Putusan kasus Ahok telah diambil hakim: hukuman dua tahun penjara dan ia langsung ditahan. Menyimak pendapat hakim, justru memudahkan memahami rangkaian rencana dan upaya yang telah disusun untuk memenjarakan Ahok. Ahok tak akan pernah sendiri, kita biarkan saja dia ditemani oleh keberanian dan ketangguhan, agar membesar, menguat selama dalam tahanan. Terbukti, penjara selalu ada dalam riwayat para pengubah sejarah.
Maka disini, diluar tahanan Cipinang, di sosial media berseliweran pernyataan-pernyataan yang berusaha menenangkan dan memberi optimisme, sembari menghembuskan angin “semuanya akan baik-baik saja”. Awalnya serasa biasa membaca satu persatu pesan-pesan “positif bin pasti ada hikmahnya”, lama kelamaan justru meredupkan pijar keberanian.
“ Jangan khawatir,Ahok banding, upaya hukum masih panjang”.
Tentu saja, upaya hukum terus dikerjakan oleh tim pengacara. Apapun hasil dari upaya tersebut, tidaklah signifikan untuk peran Ahok sebagai gubernur DKI. Selain itu, putusan ini mengisyaratkan bahwa –melalui jalur hukum- agama dapat dimanipulasi sedemikian rupa untuk menghancurkan hidup orang dan ditonton oleh anak-anak Indonesia; anak-anak yang nalar berbahasanya diruntuhkan dengan kata “pakai”.

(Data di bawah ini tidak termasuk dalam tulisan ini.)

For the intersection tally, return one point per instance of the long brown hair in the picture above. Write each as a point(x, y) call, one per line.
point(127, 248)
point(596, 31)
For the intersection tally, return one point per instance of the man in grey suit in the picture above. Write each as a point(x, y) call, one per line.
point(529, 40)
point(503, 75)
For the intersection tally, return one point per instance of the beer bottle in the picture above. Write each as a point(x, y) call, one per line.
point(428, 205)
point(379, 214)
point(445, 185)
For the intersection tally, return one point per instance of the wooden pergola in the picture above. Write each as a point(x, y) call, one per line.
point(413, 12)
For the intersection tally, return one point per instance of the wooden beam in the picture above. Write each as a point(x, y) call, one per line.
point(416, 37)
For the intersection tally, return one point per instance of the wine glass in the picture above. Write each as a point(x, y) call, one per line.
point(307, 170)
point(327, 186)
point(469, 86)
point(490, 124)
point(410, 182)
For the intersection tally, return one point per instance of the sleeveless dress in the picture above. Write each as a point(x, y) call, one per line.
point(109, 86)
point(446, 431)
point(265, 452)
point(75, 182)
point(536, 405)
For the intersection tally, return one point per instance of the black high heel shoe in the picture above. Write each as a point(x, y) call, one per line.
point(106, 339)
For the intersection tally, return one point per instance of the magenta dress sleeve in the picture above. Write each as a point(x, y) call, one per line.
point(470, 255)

“Jokowi pasti punya rencana, ini hanya strategi untuk melakukan tindakan yang lebih hebat”. Hampir tiga tahun Jokowi menjadi Presiden, rakyat seperti terbiasa berharap cemas sambil menebak tindakan Presiden menghadapi isu-isu penting. Bahwa beliau Presiden tak berjarak dengan rakyat, kita mafhum. Tetapi belum ada citra berani, tegas dan jelas ditampilkan beliau, terutama dalam merespons kelompok anti Pancasila. Membagi hadiah dengan pertanyaan-pertanyaan berujung candaan dan tawa lepas Presiden, rasanya tidak pas menjadi berita saat ini. Ketegasan dan keberanian untuk memandu negara, itu yang diperlukan, bukan merasionalisasi aksi Presiden. Toh beliau tak bernafsu menjadi Presiden dua periode, jadi tak memiliki beban untuk menjaga dukungan elit politik secara permanen.

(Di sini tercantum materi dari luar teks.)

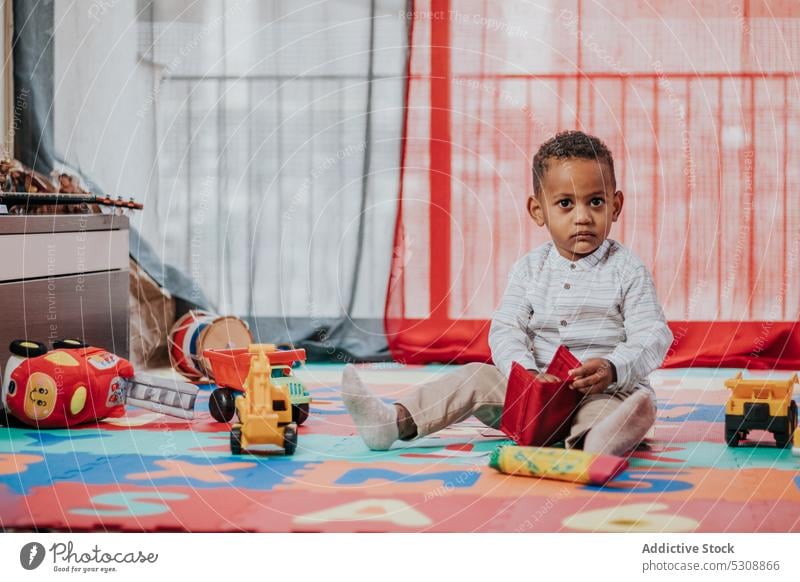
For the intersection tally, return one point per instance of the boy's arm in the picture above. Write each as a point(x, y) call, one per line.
point(648, 336)
point(508, 337)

“Ahok harus dipenjara, kalau tidak akan ada keributan lebih besar”.
Mungkin saja hal ini terjadi, namun yang pasti, saat ini kelompok radikal fundamental merasa diatas angin, mulai berteriak rasis dan intimidatif. Rasa superior ini akan mendorong mereka melakukan tindakan-tindakan kekerasan. Ibarat cerita seram tentang rumah kosong, tentang hantu yang bersemayam dalam rumah tersebut, mengeluarkan suara tawa terbahak-bahak. Padahal itu adalah suara pesta pora penjahat membagi hasil rampokan. Mereka tertawa karena dua hal, pertama, karena berhasil merampok dan kedua, mengetahui bahwa tidak akan ada orang masuk ke dalam rumah tersebut. Berhantu, soalnya.
Mitos “semua akan baik-baik saja” merupakan mantra semu yang tak bakal ampuh menghempang gelombang radikal di Indonesia. Keadaan tidak akan baik-baik saja, sebab kelompok-kelompok anti Pancasila, meski berbeda metode, namun terus bersatu dalam menghadapi “musuh bersama”. Siapa musuh bersama itu? Sesuka mereka saja mereka tentukan, bisa etnis, bisa pemeluk agama, bisa kelompok bisnis, tergantung kepentingan temporer. Sebagai anak bangsa, kita tidak punya hak untuk diam melihat geliat merekai. Kasus Ahok menunjukkan bagaimana jika kekuatan massa terkelola, isu dan tipu dinarasikan sebagai kebenaran untuk menggelorakan keberanian (baca: arogan) dapat melakukan pengaruh kuat secara politik; menghisap enerji yang seharusnya telah membawa kita negara dan bangsa pada kemajuan dan kesejahteraan.
Sementara itu, anak-anak bangsa berjumlah besar menjadi mayoritas yang diam, tak bersuara, hanya berkomat kamit, membisikkan mantra penenang jiwa, sehingga otot-otot nalar untuk bergelut mempertahankan Pancasila menjadi kaku, tak mampu bergerak. Hingga nantinya tersadar ketika kemunduran yang dialami Pakistan, Afghanistan, Suriah dialami Nusantara juga.
Jadi jangan tenangkan aku, karena ini bukan tentang aku, ini tentang Tanah Airku, tanah Airmu, sedang diganggu.